Cook: You have said the risk is mostly out of silver. What do you mean?
Butler: At today’s prices, silver is selling at historic lows. You maybe have a 10% downside risk from here against a likely 1,000% gain.

Cook: Back in 2005 you predicted that silver would rise by ten times. It did just that. Are you saying that will happen again?
Butler: Absolutely. It’s going to happen again.

Cook: Why are you so sure?
Butler: A number of bullish factors make a price jump inevitable. Not the least of these is the actions of the biggest silver hoarder in history, JPMorgan.

Cook: How important are they?
Butler: They are the whole story. Nothing else matters much in silver. You read a lot of theories and arguments about silver that are wide of the mark. If they’re not talking about JPMorgan, they are mostly wrong.

Cook: Can you explain that for us?
Butler: JPMorgan is the major player in the futures market. For years they have racked up big gains trading silver and gold. The bottom line is that for the past eight years they have been heavily short enough silver futures to suppress the price. Meanwhile, they have been buying physical silver hand over fist.

Cook: How much silver?
Butler: They now own 900 million ounces. That’s about one-year’s annual mining production. No other commodity comes close to having someone own everything produced or mined in a year.

Cook: How do you come up with that amount?
Butler: They report 161 million ounces in their own COMEX warehouse and they have another 100 million ounces in other COMEX warehouses. For years they have been the chief stopper for every futures delivery month. They have converted shares to silver in the ETFs, melted large quantities of coins and skimmed silver from deliveries.

Cook: Is any of it legal?
Butler: Not the way they manipulated the market to get it. They held the price down while they scooped up this huge quantity of silver. It’s contrary to commodity law. I’ve often called them lawbreakers and crooks.

Cook: What do they say to that?
Butler: I’ve sent years of my articles calling them manipulators to their CEO Jamie Dimon, their board of directors and their lawyers and I’ve never heard a word from them.

Cook: That must mean you’re right.
Butler: Well I once wrote an article criticizing BlackRock’s short position in an ETF. Within days I heard from their lawyers threatening a lawsuit.

Cook: Is JPMorgan still acquiring silver?
Butler: Absolutely, I think they may be trying to get a billion ounces.

Cook: Why so aggressive?
Butler: Why does anybody buy silver? They think it’s going up, and not just a little. A $100 increase in the price of silver gives them a $90 billion profit. They could easily come out of this with $200 billion.

Cook: That would mean silver was $200 an ounce. Is that possible?
Butler: If JPMorgan and several other big banks had not continuously sold it short, it would be around $80 to $90 which I think is the free market price.
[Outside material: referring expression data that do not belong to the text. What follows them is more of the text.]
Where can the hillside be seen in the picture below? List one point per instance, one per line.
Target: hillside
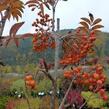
(25, 55)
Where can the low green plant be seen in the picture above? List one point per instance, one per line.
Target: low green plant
(18, 87)
(22, 103)
(92, 100)
(3, 101)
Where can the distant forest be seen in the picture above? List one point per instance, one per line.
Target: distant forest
(24, 54)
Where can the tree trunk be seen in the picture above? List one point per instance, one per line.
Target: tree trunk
(53, 23)
(53, 96)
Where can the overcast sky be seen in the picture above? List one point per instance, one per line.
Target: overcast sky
(69, 12)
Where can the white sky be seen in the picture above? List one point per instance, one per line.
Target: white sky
(69, 12)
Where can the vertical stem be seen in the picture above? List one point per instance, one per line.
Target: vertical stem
(53, 96)
(62, 103)
(57, 42)
(3, 21)
(53, 23)
(26, 96)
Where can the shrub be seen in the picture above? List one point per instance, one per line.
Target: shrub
(18, 88)
(22, 104)
(92, 100)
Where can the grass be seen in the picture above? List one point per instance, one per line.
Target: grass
(22, 103)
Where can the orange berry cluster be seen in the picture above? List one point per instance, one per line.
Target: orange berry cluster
(94, 79)
(30, 82)
(43, 23)
(84, 47)
(41, 42)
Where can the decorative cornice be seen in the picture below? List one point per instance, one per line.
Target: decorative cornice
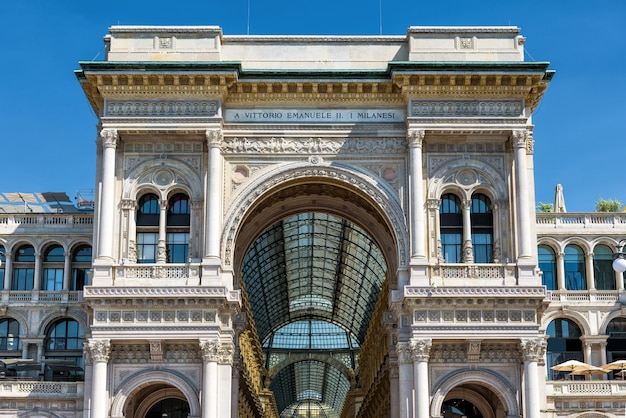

Cook: How does it get to double that in price which is your prediction?
Butler: The artificially low price for years reduced the amount available from mining and eliminated research for substitutes for a multitude of industrial uses. It was so cheap the above ground supply diminished to the point that availability was limited.

Cook: What do you mean by limited availability?
Butler: When investment demand picks up you will see a shortage develop. About 50 to 100 million ounces is available each year for investment. That’s not much. When that’s gone, the industrial users will feel the pinch. They will begin to hoard and stockpile the silver they must have to do business. When that happens the price will have to burn itself out at some heretofore unimaginable level.

Cook: I want to be there for that. How soon?
Butler: I keep thinking it’s imminent. We have had to wait it out, but I believe that’s changing now.

Cook: Based on what?
Butler: JPMorgan appears to be reducing or closing out their short position. That would cause silver to break free.

Cook: Why would they do that now?
Butler: For one thing they stand to make an enormous amount of money by letting it go and as you know the Justice Department has turned the heat up on JPMorgan. Criminal charges against their metals trading desk and the recently announced criminal probe should certainly make them change their ways.

Cook: All credit to you for uncovering JPMorgan’s sins years ago and enduring the skepticism from so many. Congratulations.
Butler: Thank you.

Cook: What about the other big shorts?
Butler: They have an enormous problem. They have not been able to drive the price of gold and silver down to the point that the longs start selling thus enabling the shorts to cover. That makes a short squeeze probable.

Cook: What happens then?
Butler: The price rise will be one for the ages. If you own silver, it will dramatically improve your finances. Remember with the spot price under $20 an ounce, the downside is limited. The risk is negligible while the reward is ten times today’s price and perhaps more.